Gougeon M L, Lecoeur H, Dulioust A, Enouf M G, Crouvoiser M, Goujard C, Debord T, Montagnier L
Viral Oncology Unit, Department of AIDS and Retrovirus, Pasteur Institute, Paris, France.
J Immunol. 1996 May 1;156(9):3509-20.
We analyzed the potential causes of the increased susceptibility to apoptosis of peripheral lymphocytes from a large cohort of HIV-infected persons that we followed during a 3-yr period. By using quantitative cytofluorometric methods, we demonstrate that all lymphocyte populations were contributing proportionally to the apoptotic population in both groups of donors, but the percentage of T and B cells involved in this cell death process was significantly increased in HIV-infected persons. To study the relationship between the increased apoptosis in HIV infection and the activation state of the immune system, we analyzed cell surface expression of activation markers on apoptotic and nonapoptotic cells. We found that in the chronic phase of HIV infection, 50 to 60% of the apoptotic cells exhibited an activated phenotype (they were HLA-DR+, CD38+, CD45RO+, and Fas+), and interestingly, the CD45RO+ subset appeared to be more prone to apoptosis in HIV-positive persons. This study also indicates that the activated phenotype found on apoptotic cells was not a distinctive feature of patients' lymphocytes since it was in similar proportion in apoptotic cells from control lymphocytes. However, a significant correlation was found between the intensity of anti-CD3-induced apoptosis in both CD4 and CD8 T cells from HIV-infected persons and their in vivo expression of CD45RO and HLA-DR molecules. Finally, a significant correlation was found between the intensity of spontaneous or anti-CD3-induced apoptosis in total lymphocytes and disease progression; this was confirmed when the CD4 and CD8 T cell subsets were analyzed separately. Altogether these observations indicate that the increased susceptibility to apoptosis of peripheral T cells from HIV-infected persons correlates with disease progression and support the hypothesis that the chronic activation of the immune system occurring throughout HIV infection is the primary mechanism responsible for this cell deletion process.

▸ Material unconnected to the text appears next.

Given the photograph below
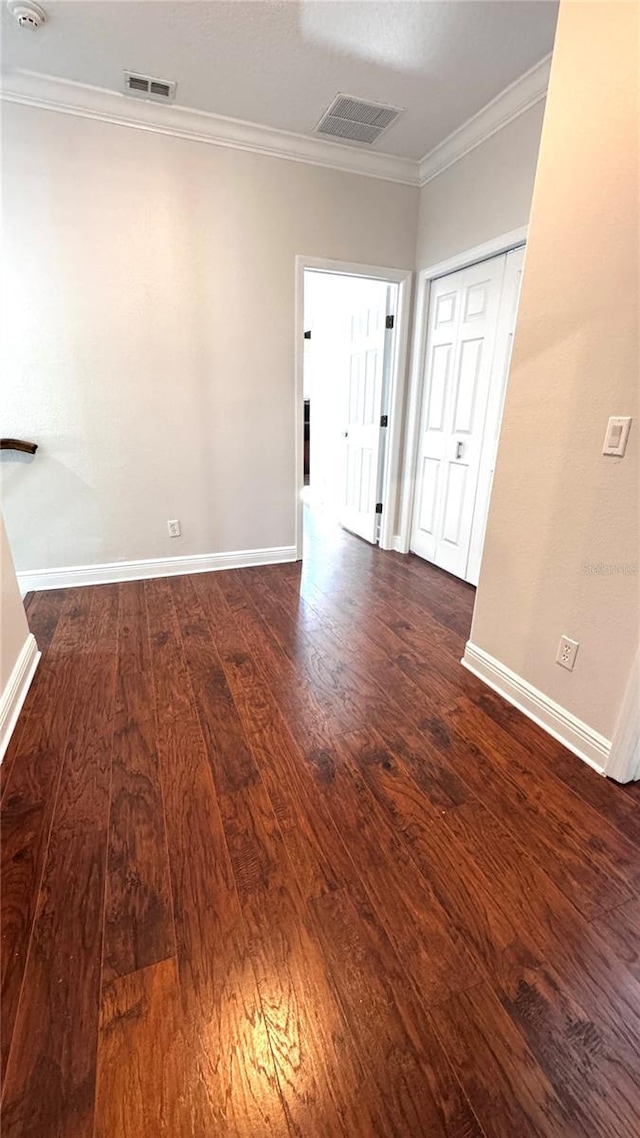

我们分析了一大群在3年期间接受随访的HIV感染者外周淋巴细胞凋亡易感性增加的潜在原因。通过使用定量细胞荧光分析方法,我们证明在两组供体中所有淋巴细胞亚群对凋亡细胞群体的贡献成比例,但参与这一细胞死亡过程的T细胞和B细胞百分比在HIV感染者中显著增加。为了研究HIV感染中凋亡增加与免疫系统激活状态之间的关系,我们分析了凋亡细胞和非凋亡细胞上激活标志物的细胞表面表达。我们发现,在HIV感染的慢性期,50%至60%的凋亡细胞表现出激活表型(它们是HLA-DR+、CD38+、CD45RO+和Fas+),有趣的是,CD45RO+亚群在HIV阳性个体中似乎更容易发生凋亡。这项研究还表明,凋亡细胞上发现的激活表型不是患者淋巴细胞的独特特征,因为在对照淋巴细胞的凋亡细胞中其比例相似。然而,在HIV感染者的CD4和CD8 T细胞中,抗CD3诱导的凋亡强度与其体内CD45RO和HLA-DR分子的表达之间存在显著相关性。最后,在总淋巴细胞中自发或抗CD3诱导的凋亡强度与疾病进展之间存在显著相关性;当分别分析CD4和CD8 T细胞亚群时,这一点得到了证实。总之,这些观察结果表明,HIV感染者外周T细胞凋亡易感性增加与疾病进展相关,并支持这样一种假说,即整个HIV感染过程中发生的免疫系统慢性激活是导致这种细胞缺失过程的主要机制。